The Division of Drug Informatics is committed to solving issues in healthcare and local communities by using an interdisciplinary approach based on informatics. We focus particularly on the disease prevention, the therapeutic optimization, and the promotion of patient safety from a pharmaceutical perspective. Our research aim is to collect, analyze, evaluate, and verify (including laboratory work) “medical and health information ” in the real world (medical sites, local communities, and everyday life), and to generate new evidence and to develop systems through these activities.
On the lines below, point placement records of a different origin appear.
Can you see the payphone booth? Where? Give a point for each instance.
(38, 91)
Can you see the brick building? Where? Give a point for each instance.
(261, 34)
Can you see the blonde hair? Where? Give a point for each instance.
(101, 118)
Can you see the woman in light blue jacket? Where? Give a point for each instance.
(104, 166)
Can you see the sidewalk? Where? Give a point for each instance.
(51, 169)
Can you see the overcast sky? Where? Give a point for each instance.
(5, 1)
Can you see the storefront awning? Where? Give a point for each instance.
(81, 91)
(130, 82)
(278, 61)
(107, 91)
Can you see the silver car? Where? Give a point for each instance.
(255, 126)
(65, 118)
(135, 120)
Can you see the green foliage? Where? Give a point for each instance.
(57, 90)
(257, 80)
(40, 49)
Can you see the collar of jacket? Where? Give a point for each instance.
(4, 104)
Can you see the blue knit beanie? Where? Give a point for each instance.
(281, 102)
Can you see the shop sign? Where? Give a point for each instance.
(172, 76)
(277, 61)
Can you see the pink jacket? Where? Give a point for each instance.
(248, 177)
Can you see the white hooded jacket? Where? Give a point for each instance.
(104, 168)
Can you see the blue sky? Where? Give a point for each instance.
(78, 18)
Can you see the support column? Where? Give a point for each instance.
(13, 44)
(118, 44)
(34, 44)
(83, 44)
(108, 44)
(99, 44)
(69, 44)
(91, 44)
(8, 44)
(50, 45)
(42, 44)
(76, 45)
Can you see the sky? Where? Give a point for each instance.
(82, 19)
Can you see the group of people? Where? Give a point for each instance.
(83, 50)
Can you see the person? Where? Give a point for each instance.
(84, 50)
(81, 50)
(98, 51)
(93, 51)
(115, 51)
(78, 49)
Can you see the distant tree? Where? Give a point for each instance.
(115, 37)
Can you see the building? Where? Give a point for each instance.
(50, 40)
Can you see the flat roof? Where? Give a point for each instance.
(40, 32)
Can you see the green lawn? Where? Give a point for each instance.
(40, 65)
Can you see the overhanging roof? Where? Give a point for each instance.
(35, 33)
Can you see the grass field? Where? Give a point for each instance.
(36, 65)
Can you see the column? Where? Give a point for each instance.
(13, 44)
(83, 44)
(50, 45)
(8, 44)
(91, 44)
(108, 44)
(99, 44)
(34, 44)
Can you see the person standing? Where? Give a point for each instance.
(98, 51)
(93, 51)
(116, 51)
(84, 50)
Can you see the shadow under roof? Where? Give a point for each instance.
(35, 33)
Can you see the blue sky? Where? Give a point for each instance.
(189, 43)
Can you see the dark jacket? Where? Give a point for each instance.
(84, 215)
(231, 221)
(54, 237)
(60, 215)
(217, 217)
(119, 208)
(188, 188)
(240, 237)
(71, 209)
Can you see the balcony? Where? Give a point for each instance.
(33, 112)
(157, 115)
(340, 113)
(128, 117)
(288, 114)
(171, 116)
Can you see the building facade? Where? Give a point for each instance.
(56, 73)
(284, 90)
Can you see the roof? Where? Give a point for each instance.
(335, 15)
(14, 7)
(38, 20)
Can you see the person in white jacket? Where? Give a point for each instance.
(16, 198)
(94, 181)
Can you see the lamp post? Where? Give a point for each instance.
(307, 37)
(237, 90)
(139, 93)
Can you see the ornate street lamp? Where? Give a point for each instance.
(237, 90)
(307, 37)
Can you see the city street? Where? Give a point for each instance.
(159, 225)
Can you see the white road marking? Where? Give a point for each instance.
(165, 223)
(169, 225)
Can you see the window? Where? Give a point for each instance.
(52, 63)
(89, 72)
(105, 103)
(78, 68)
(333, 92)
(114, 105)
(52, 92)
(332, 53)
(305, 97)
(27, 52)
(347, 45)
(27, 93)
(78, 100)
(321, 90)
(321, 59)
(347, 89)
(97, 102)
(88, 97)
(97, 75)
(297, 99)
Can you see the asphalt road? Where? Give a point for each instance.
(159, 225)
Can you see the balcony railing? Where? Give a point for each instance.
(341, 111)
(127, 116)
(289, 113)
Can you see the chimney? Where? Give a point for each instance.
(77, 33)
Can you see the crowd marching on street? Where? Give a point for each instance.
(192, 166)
For conducting our research, it is required to interact with various informatics-related fields, and also to integrate with boundaries of research fields. Therefore, our laboratory is actively engaged in collaborative research with researchers in other fields, as well as undertaking research that incorporates methodologies from related fields. A feature of our laboratory is that much of our research is conducted in collaboration with medical professionals (pharmacists and other medical professionals) working in the healthcare settings, as well as with other participants (e.g., patients and local communities).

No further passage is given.